« Une fille et un flingue » d’Ollivier Pourriol
« Plus il y a d’argent pour la star, moins il y en a pour le film. C’est un cercle vicieux. Ça fait une merde de plus sur les écrans, mais Gégé peut s’acheter un nouveau vignoble, et Mado garder sa maison. Vous comprenez ? Non ? Je vous avais prévenus, ça sert à rien l’école. Si y a besoin d’expliquer, c’est que tu peux pas comprendre.
Je résume : les mecs de la télé sont tellement trouillards qu’ils préfèrent payer une fortune des noms qu’ils connaissent, plutôt que plonger dans l’inconnu. Alors qu’ils y plongent. Qu’ils le fassent en tenant la main de quelqu’un de connu ou pas, rien ne leur garantit qu’il y aura de l’eau au fond de la piscine. C’est ça, le cinéma : plonger les yeux fermés dans une piscine vide, et essayer de la remplir pendant le temps de la chute. »
Deux frères, Dimitri et Aliocha Koulechov étudiants à la Cité du Cinéma de Luc B., ont une seule obsession : faire un film et ce par tous les moyens possibles. L’argent faisant défaut, ils se lancent avec un énorme culot à la recherche d’acteurs célèbres. De toute façon, c’est bien connu, pas besoin d’innover, pour réussir un bon film, il faut une fille et un flingue, le reste coule de source. Leur objectif : convaincre Gérard D. et Catherine D. de tourner un vrai/faux braquage d’une bijouterie pendant le festival de Cannes, le tout chapeauté par le grand Jean-Luc G. et pour seule caméra un téléphone portable !
On sait dès le départ que cette histoire les conduit derrière les barreaux mais était-ce réellement une escroquerie ? Une idée de génie mal comprise ? De la manipulation ?

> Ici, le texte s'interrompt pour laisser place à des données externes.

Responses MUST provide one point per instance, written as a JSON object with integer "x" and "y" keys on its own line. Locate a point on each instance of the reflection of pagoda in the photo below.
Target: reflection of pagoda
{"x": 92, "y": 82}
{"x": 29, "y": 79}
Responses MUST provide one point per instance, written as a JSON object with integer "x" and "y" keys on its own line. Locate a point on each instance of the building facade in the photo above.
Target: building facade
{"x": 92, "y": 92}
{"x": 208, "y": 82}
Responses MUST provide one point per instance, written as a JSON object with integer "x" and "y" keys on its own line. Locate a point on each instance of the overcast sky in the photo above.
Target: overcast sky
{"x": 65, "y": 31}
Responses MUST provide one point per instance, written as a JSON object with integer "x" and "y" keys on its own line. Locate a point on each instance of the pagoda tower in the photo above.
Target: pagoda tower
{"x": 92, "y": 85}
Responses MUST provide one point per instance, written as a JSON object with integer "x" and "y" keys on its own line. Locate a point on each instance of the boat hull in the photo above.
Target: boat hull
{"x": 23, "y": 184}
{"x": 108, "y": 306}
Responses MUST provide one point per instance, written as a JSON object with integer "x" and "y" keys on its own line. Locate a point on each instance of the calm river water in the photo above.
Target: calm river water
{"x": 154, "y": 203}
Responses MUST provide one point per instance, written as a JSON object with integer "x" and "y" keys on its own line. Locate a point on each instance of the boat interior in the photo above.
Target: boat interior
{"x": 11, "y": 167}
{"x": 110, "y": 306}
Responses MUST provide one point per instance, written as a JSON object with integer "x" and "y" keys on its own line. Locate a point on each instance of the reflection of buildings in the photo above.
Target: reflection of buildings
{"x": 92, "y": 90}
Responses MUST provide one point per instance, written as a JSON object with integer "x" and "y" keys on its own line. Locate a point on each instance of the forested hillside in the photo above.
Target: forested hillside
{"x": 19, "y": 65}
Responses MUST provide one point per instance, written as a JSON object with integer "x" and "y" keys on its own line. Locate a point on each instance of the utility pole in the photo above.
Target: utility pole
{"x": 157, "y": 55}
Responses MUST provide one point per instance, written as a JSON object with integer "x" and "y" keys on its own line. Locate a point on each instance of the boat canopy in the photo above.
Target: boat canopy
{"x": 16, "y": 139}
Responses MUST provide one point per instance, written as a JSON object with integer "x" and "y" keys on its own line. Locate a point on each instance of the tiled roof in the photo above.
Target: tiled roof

Ollivier Pourriol nous livre un roman surprenant aussi bien sur le fond que sur la forme. En effet, le roman est construit en courts chapitres comme autant de séquences au rythme saccadé. On a l’impression de ne pas avoir affaire à un roman mais à un script racontant l’organisation de ce braquage tellement incroyable qu’on se dit qu’il pourrait être vrai. L’auteur, qui connaît très bien le milieu du cinéma, pose un regard critique assez caustique sur les magouilles pour financer les films français au nom de l’exception culturelle, les soirées Canal + avec l’arrivée de Bolloré… Mais, il offre aussi un regard amoureux, du moins c’est mon opinion, pour les films et les acteurs. Les dialogues avec Gérard D. valent leur pesant de cacahuètes, Catherine D. montre un visage bien différent de l’actrice froide où on l’a souvent cantonnée.
Ce roman pourra en dérouter plus d’un, je pense même qu’il déplaira à certains lecteurs – surtout que le début du roman déroute un peu – mais il a au moins le mérite d’offrir quelque chose de nouveau, d’intéressant à découvrir.
Ollivier Pourriol – Une fille et un flingue – Stock – 282p.